The issue was also highlighted in a report by the Changing Markets Foundation in May this year. ‘Under Wraps’ revealed wild inconsistencies in how 74 supermarkets across Europe report their plastic footprint, with only 12 providing total weight in own brand and only six, including Aldi, Lidl and M&S in the UK, giving the number of own brand plastic items.

Dsposal CEO Sophie Walker argues businesses have a poor grasp of the extent of plastic in their supply chains, and a standardised industry approach could unlock more meaningful voluntary progress.

Dsposal is developing a software platform intended to help businesses meet incoming extended producer responsibility requirements through a standardised approach to data on types of packaging.

“It will help everyone in the supply chain, from the packaging manufacturers and potentially even before that through to the people manufacturing the products and the retailers and brands, to share packaging data along that chain,” says Walker.

The need was highlighted in workshops with retailers and suppliers, which were “basically like group therapy sessions for people freaking out about EPR,” she says.

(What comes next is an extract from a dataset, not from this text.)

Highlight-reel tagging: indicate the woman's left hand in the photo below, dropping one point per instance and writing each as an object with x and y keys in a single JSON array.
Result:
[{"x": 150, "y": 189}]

Alice Rackley, CEO of Polytag, which uses Dsposal’s data standard and its own technology to tag and trace packaging through its life cycle, argues it could encourage voluntary progress by providing a way to prove it is being made.

Businesses “will have access to data they’ve never seen before,” she says. “That can then sit beneath claims they’re making about packaging being recyclable, and validate them, rather than at the moment exposing themselves to greenwashing claims.”